【今日のひとこと】●「自分自身」を認識できると大きく伸びる

 

 土井ホームにやってくる子どもたちは、虐待をはじめとする非常に複雑な環境で育っていますが、みなこの力が弱い傾向にあります。

 虐待は、暴力をともなわないものであったとしても、魂の殺人と言われます。子どもたちは、心身にたいへん大きな打撃を受ける。子どもは過酷な状況や苦痛から自分を守るために、心を自ら感情や感覚を閉ざしてしまったり、とき加害に転化して非行に走ったり、という経過をたどることがあります。虐待から逃れることができても、その過酷な経験は大きな心の傷になり、心の扉も身体の扉も開けないことがしばしばあります。

 なぜそうなるかというと、虐待を受けて育つと、いわゆる「メタ認知」の能力が育たなくなってしまうのです。

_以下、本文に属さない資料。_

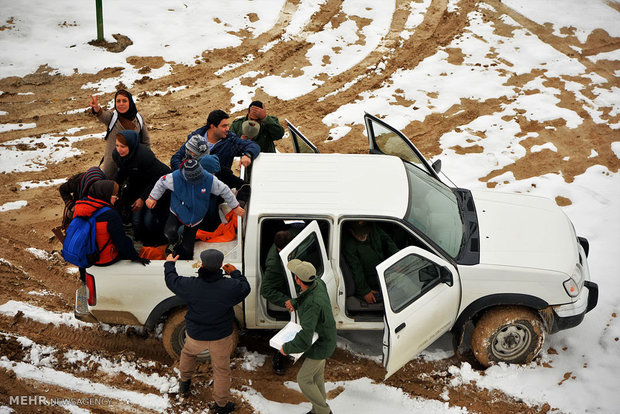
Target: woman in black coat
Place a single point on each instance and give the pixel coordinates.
(139, 169)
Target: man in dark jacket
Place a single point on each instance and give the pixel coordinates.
(209, 320)
(364, 246)
(315, 314)
(226, 146)
(269, 127)
(191, 188)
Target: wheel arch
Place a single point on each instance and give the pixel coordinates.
(474, 310)
(163, 308)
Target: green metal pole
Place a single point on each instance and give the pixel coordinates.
(99, 7)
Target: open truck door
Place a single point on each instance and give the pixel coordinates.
(308, 246)
(384, 139)
(421, 294)
(301, 144)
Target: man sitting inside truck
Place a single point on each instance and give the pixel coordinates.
(274, 286)
(364, 246)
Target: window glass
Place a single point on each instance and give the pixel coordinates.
(408, 279)
(389, 142)
(434, 210)
(309, 250)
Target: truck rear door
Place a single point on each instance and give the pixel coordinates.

メタ認知とは、「認知を認知する力」で、平たく言えば、自分の気持ちや行動を、客観的に見られる力です。

それができると「いま自分はこういう状況にある」「腹がたっている」「でもここで暴れても意味はないからガマンしておこう」という形で自分をモニターして、自分をコントロールすることができる。

 それができないと自分を見失い、制御することができなくなります。

 虐待は、このメタ認知能力を基礎から破壊してしまうと言われています。 

 また、なんらかの発達障害を持っている場合や、そうした傾向がある子どもは、もともとこの力が弱いと考えられています。

 本来の弱さのあるなしに限らず、子どもが十分な安心感をもって、安全な場所で育てることで、こうした力は少しずつ育っています。

 私たちのホームでは、自分の家庭でその力を得られなかった子どもたちに、新たな安心感と安全を与え直すことによって、少し遅くなったけれど、こうした力を育て、社会に送り出してあげようと考えているわけです。

 レジリエンスとかメタ認知とかいうと、聞き慣れない言葉だと思いますが、要するに「成長する力」「発達する力」です。人間は必ずこの力を持っています。まず、それが前提にある。だから、成長する権利、発達する権利を周囲が保障してやれば、必ず子どもは子どもらしく成長していきます。

 根底にある回復力を信じて、絶対的な安心感を与えれば、その力はどんどん強くなっていく。もともと潜在的に持っている力を引き出して、強くしてやることができる。